8) Feeding. We want to keep the food items off the floor. Make a feeding station that containers you feeder insects as best as possible. A cup with a small piece of fruit in it will remove the fruit flies' desire to escape. For bean beetles and other insects that are hard to contain feed right after cleaning the cage so there is much less that the feeders can get into.

I hope this helps! I extracted this from a rough outline so the details are not fleshed out totally. So ask any questions and those questions will help me make a better episode! You are doing a good thing by putting in all this effort. The work will continue, but you'll definitely see results from your time investment!

Bill


First off Bill I want to say tons of thanks and wow your so generous with your wealth of knowledge, suggestions and support. I love the idea on your making my clam shell cubes detachable. I'm going to get home and modify. I think I'm going to drill four holes in the corner of each top bin and hot glue gun four dowl pegs in the bottoms so that I can just place the top bin over the pegs and wala. Also I had the lights like you mentioned at first I moved because it allowed more shelf space but I get your point I'm going to put them back. Also those are just led shop lights from Home Depot. I had read a bunch of posts saying uvb wasn't as important when there babies which honestly suprised me a lot. I was like this is when the little suckers are getting the foundation of the rest of there life started. I'll be buying three 48" uvb bulbs right now. In regards to the screen and opening at top. The reason I did the shape is my router on my Dremel perfectly used the bottom of the bins to make exact shapes so they all looked uniform I guess if I try from the inside I'll get uniformity and bigger hole. I want to leave a little ceiling to glue the screen too. The only other concern I had is with screen in place the misters will get blocked. The mist likes to gather on screen and with an open top it floated brown into each box nicely. I think I'm going to try different ways of getting ventilation in the bottom. I'm going to cut a opening at the bottom of the back wall about 3x3 inches with some screen. I need to find some screen that is small enough to keep the fruit flies in. With all that said thanks again to all those that chimed in its much appreciated.
 
Great post from Bill, very informative thread I like the half shell idea may be copying that one.

You'll want to get the 5.0s over them asap. Babies definitely need the UVB! Extremely important, their little eyes can be sensitive so distance to bulb may need to be increased if you see them closing eyes during the day.
 
UVB is critical for babies. There isn't much room for interpretation on that one unless you are doing 100% dietary D3 which would not be a step up in husbandry.

I like the dowel idea!
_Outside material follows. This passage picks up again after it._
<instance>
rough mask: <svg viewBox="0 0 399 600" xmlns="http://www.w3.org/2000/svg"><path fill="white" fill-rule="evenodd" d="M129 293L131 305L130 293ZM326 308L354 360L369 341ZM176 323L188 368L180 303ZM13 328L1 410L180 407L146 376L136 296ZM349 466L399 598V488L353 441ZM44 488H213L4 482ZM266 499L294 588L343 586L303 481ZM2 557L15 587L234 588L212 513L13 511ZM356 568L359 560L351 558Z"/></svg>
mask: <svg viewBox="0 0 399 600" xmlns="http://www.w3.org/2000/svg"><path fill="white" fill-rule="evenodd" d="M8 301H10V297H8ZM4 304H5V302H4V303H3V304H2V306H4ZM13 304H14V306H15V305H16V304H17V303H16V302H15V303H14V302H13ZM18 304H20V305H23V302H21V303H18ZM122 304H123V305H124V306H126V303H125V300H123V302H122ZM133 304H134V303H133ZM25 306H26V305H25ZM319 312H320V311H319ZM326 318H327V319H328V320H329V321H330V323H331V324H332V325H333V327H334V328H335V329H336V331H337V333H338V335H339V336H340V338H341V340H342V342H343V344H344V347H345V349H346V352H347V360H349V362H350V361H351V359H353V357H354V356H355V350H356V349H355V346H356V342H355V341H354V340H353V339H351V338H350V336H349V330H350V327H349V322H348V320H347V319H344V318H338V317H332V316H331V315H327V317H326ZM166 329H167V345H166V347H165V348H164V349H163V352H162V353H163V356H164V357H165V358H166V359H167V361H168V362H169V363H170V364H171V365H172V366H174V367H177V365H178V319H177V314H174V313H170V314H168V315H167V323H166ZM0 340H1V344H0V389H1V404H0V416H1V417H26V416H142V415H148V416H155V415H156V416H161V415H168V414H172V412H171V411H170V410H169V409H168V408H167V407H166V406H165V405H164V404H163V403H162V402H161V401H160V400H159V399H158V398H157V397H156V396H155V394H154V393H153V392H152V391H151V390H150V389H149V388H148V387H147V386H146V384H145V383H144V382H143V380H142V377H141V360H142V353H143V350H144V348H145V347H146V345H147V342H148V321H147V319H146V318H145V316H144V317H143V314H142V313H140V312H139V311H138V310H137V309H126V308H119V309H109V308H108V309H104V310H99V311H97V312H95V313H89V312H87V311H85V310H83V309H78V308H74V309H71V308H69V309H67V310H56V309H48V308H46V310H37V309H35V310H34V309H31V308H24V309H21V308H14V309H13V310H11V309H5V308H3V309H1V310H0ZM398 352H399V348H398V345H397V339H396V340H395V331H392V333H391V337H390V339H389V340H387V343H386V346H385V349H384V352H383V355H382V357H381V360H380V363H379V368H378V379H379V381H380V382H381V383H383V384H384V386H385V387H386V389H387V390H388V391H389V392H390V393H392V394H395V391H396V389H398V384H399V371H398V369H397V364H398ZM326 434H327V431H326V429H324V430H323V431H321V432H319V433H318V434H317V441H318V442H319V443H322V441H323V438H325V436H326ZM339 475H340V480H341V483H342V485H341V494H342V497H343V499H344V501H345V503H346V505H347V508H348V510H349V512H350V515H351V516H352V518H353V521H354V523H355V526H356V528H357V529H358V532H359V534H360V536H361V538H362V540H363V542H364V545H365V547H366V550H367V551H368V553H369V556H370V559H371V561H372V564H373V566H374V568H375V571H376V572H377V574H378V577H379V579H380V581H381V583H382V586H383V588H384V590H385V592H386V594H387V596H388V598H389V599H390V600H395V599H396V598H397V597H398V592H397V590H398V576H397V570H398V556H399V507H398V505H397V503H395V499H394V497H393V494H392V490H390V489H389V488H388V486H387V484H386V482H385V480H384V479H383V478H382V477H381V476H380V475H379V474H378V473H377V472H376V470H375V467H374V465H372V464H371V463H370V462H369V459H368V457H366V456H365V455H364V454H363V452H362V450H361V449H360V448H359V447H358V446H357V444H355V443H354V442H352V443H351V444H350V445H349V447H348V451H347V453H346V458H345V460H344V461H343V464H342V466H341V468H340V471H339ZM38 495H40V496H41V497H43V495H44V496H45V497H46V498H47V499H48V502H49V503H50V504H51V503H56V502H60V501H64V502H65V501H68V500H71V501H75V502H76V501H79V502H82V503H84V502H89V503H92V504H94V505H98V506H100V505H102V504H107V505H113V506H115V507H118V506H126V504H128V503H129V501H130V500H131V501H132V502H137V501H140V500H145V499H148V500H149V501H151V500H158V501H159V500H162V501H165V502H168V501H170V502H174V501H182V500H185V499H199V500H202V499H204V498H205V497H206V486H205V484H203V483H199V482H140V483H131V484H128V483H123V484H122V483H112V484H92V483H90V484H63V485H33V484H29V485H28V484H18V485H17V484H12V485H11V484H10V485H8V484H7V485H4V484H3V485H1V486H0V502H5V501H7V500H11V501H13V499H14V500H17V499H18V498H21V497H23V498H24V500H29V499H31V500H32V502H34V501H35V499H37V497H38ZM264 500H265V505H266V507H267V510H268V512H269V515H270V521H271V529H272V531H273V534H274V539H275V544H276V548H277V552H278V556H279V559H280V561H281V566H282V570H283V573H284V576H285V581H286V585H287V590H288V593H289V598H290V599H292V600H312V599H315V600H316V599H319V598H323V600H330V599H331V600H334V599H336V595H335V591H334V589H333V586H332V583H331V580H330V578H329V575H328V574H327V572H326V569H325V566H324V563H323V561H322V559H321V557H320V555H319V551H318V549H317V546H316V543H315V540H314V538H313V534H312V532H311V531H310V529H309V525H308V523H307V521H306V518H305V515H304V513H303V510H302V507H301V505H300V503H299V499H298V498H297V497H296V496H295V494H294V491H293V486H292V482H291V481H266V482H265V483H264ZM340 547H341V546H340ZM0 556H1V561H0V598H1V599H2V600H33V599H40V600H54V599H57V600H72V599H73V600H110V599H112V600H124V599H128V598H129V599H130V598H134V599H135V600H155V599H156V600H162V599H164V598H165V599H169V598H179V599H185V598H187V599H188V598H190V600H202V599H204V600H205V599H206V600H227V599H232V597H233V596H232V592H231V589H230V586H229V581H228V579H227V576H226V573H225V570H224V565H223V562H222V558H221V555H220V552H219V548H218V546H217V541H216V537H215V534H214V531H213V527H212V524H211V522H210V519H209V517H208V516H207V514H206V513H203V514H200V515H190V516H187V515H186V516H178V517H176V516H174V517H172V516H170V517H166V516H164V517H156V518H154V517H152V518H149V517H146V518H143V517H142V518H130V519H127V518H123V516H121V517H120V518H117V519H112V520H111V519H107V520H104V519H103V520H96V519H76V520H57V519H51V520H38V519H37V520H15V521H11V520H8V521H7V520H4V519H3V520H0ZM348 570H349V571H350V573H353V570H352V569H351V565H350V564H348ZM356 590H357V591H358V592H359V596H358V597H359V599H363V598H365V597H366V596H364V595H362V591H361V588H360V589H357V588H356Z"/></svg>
I drill holes and drop bolts through them to hold the pieces in place... I always love seeing the ways people solve the same problem!
 
Great post from Bill, very informative thread I like the half shell idea may be copying that one.

You'll want to get the 5.0s over them asap. Babies definitely need the UVB! Extremely important, their little eyes can be sensitive so distance to bulb may need to be increased if you see them closing eyes during the day.
I ordered them immediately after I read your first message 3 48" 5.0 UVB bulbs in route
 
UVB is critical for babies. There isn't much room for interpretation on that one unless you are doing 100% dietary D3 which would not be a step up in husbandry.

I like the dowel idea! I drill holes and drop bolts through them to hold the pieces in place... I always love seeing the ways people solve the same problem!